Although Charsi Tikka does away with the traditional floor seating or charpoys that are typical of tikka outlets in Namak Mandi, it does feature a live kitchen, where customers can see mutton tikkas grilling on an open spit and chicken tossed with fresh tomatoes in block woks over smouldering charcoal.
The restaurant’s most popular dish is the namkeen tikka. For this, the meat for the tikka is dusted with coarse salt and grilled on barbeque skewers on an open spit.
The meat is turned over every few minutes and brushed lightly with ghee. After around 45 minutes, the meat is sloughed off the skewers and served with fresh tandoori bread and a mint sauce.
A namkeen tikka is mostly ordered as an appetiser, as the wait for other meat dishes – all of which are made fresh to order – can be a long one.
The namkeen karhai is a variation of the same dish, catered to those who like a bit of gravy alongside their meat.
Diced meat is tossed into a wok with fresh tomatoes, green chillies, garlic, vegetable stock and animal fat.
Salt is added to the karhai as well, which is cooked in the wok for about an hour, over charcoal.
The dish is a simple one, but the smokiness of the coal adds depth to the flavour.

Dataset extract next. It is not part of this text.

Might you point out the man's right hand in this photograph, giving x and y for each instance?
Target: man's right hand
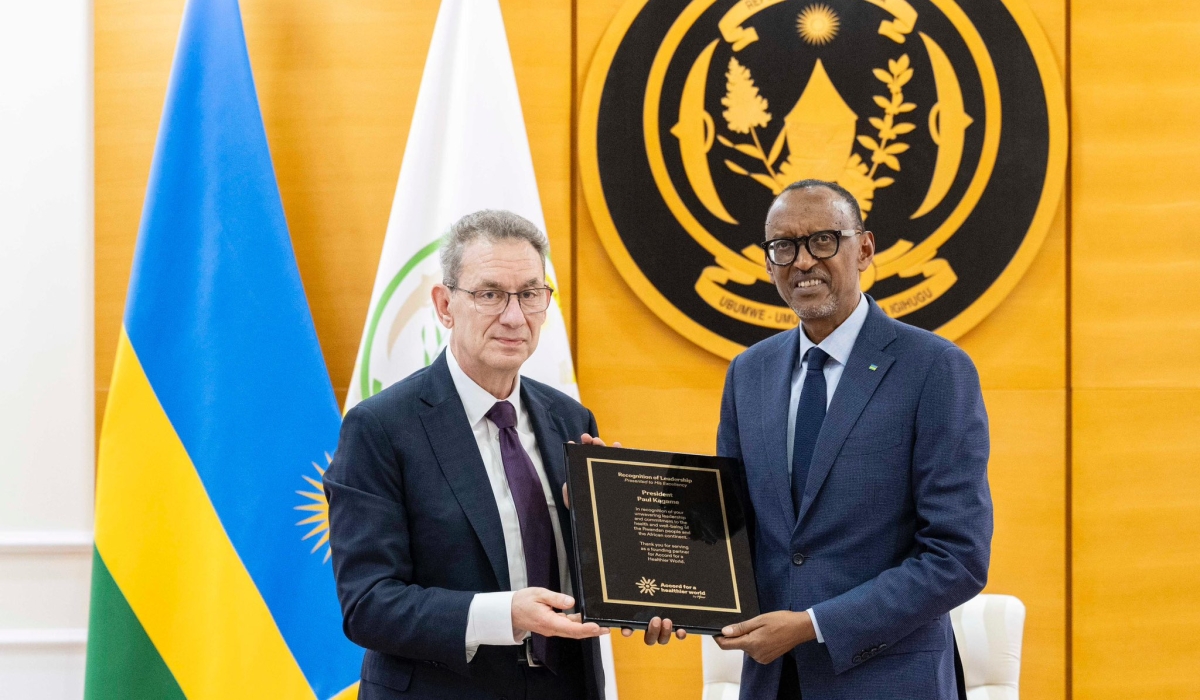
(538, 610)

The karhai is customarily followed by steaming cups of green tea with either honey or lemongrass, because the gravy is rich with animal fat.
Charsi Tikka has managed to replicate the taste of Khyber Pakhtunkhwa in its dishes, where the food isn’t heavy spiced and the taste of the main ingredient shines through. It also does a good job with its take on the famous Peshawari chappli kebab.